Last Updated on September 18, 2023 by BFSLTeam BFSLTeam
If you are a beginner to investments, you may be eager to invest in the stock market. You may even have done a lot of research on how to select stocks for your portfolio. However, it’s crucial to diversify your investments across different asset classes, including debt instruments. Bonds are among the most lucrative debt securities available in India.
As a new investor, you may not be aware of how to choose bonds that are suitable for your financial goals. Many beginners make the costly mistake of choosing the wrong bonds. This could result in a lot of time and resource wastage. To avoid this pitfall, you need to get better at the art of bond selection — and this article can help you with it.

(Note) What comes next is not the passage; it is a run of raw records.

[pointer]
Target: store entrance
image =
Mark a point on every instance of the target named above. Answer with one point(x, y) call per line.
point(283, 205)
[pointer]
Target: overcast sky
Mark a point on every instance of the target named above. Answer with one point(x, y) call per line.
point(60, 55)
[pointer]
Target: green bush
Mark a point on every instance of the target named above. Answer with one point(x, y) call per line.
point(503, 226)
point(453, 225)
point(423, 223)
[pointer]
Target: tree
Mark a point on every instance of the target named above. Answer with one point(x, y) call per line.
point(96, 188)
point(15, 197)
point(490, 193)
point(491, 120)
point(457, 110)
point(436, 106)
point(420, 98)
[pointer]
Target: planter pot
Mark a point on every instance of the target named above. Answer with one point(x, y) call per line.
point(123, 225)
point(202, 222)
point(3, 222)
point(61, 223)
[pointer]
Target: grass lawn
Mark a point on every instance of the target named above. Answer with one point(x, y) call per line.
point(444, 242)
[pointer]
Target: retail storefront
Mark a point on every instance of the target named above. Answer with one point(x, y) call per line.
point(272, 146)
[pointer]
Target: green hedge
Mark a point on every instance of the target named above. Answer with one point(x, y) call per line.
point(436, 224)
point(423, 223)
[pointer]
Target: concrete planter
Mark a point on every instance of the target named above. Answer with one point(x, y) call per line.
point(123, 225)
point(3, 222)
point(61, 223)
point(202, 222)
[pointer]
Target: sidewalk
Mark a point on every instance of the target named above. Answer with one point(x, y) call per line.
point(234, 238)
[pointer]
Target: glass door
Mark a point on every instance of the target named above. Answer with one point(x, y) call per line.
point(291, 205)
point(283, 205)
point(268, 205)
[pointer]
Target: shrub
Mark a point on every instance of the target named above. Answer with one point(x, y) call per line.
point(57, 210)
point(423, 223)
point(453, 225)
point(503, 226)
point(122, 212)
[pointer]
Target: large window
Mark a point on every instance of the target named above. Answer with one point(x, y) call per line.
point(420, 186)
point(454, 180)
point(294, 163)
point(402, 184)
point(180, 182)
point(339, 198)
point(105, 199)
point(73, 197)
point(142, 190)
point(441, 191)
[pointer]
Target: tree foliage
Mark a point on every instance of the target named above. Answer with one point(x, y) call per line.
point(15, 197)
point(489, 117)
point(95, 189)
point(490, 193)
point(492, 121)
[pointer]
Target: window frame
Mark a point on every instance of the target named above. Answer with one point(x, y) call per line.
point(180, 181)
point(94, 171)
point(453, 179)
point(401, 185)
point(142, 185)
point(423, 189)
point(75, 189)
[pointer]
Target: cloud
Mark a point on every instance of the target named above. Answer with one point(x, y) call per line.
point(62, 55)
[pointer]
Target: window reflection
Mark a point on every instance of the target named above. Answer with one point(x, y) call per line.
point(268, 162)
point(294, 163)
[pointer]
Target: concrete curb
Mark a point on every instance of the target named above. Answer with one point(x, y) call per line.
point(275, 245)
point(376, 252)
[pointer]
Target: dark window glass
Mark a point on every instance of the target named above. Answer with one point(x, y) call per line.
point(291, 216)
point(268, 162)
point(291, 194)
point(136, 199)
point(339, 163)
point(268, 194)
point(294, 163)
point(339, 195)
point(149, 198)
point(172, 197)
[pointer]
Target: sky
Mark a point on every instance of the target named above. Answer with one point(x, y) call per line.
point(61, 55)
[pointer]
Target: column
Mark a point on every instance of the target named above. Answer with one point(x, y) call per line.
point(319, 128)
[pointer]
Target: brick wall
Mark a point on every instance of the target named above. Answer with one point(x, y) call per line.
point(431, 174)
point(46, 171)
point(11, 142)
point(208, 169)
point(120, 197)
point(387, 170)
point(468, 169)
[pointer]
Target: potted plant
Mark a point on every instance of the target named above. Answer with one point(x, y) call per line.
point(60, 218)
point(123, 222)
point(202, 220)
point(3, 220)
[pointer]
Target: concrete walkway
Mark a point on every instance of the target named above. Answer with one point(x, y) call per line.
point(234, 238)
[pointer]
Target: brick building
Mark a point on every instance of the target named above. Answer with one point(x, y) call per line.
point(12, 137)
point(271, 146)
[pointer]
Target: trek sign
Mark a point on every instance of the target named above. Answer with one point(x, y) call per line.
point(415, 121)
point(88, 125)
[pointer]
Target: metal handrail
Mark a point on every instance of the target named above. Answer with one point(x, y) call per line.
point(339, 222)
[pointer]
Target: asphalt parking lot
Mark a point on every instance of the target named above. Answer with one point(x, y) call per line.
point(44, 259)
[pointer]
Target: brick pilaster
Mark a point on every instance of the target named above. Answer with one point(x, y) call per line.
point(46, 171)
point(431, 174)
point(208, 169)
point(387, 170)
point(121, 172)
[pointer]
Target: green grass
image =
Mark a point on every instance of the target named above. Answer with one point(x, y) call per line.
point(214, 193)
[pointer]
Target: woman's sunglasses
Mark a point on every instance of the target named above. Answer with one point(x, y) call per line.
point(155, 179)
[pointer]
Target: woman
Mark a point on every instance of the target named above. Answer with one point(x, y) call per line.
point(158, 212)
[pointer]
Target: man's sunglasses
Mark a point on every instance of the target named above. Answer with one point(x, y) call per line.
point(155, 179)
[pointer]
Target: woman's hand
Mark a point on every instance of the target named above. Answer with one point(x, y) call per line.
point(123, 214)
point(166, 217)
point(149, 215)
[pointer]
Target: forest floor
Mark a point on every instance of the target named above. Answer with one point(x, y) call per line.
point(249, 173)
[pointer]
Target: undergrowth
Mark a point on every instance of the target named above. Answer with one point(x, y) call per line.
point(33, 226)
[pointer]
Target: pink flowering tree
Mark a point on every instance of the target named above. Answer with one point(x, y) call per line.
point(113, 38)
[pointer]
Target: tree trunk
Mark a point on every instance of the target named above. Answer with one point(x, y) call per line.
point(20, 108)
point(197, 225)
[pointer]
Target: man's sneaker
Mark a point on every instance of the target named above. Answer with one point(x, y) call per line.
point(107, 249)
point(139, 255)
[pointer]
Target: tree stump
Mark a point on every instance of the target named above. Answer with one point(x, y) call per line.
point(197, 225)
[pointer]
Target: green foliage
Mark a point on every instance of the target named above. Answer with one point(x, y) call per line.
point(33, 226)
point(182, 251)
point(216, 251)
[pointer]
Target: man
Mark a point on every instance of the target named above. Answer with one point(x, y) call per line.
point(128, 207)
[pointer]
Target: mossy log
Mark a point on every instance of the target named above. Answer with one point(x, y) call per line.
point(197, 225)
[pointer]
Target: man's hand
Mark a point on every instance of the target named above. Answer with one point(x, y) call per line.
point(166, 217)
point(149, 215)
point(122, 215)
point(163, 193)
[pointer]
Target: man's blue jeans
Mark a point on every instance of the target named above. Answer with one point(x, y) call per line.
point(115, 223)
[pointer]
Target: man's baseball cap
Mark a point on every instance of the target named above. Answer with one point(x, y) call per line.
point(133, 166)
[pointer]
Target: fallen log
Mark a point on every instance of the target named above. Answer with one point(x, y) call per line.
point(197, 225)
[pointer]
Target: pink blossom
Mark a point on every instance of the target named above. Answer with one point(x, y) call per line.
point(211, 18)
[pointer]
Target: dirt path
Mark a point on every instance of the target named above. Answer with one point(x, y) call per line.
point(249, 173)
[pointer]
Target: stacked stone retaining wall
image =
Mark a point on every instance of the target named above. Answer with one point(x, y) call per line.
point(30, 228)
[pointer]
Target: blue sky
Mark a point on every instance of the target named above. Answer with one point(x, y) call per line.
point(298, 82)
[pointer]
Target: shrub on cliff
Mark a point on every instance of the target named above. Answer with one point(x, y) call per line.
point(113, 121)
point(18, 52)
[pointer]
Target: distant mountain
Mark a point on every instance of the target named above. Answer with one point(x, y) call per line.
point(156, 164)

5+ Tips to Help You Choose Suitable Bonds
When it comes to choosing bonds to invest in, you need to look into various aspects of these debt instruments. The factors to account for include the bond’s maturity date, coupon rate, issuing entity, nature of coupon payouts, credit rating and much more.
Let’s take a closer look at how to select bonds that can help you achieve your financial goals effectively.
- Look at the Bond’s Credit Rating
Government bonds are considered to be the safest bonds since they are backed by a sovereign guarantee. Corporate bonds, however, carry varying levels of risk. Bonds issued by fundamentally strong companies are safer investment options than those issued by weaker companies.
Credit rating agencies CRISIL and ICRA evaluate the risks associated with corporate bonds and assign different credit ratings to the securities. To identify which corporate bonds carry lower risks, you must look at the credit rating they carry. Bonds with lower credit ratings may offer higher coupon rates, but they may not be paid out if the company defaults.
- Consider its Coupon Rate
The coupon rate is another important factor to look into when you are choosing bonds to invest in. This is the rate at which interest payments are made by the issuer to the investor. The coupon payments are calculated on the face value of the bond. Depending on the type of coupon rates they carry, bonds can belong to any of the following categories:
- Fixed rate bonds, which carry a specific and fixed rate of interest
- Floating rate bonds, which carry a variable rate of interest linked to benchmarks like the repo rate
- Zero coupon bonds, which do not have any coupon rate because they offer no coupon payments
You need to proceed with your bond selection only after considering which type of coupon rate best suits your requirements. It is also important to compare bonds and choose the ones that offer the most competitive coupon rates.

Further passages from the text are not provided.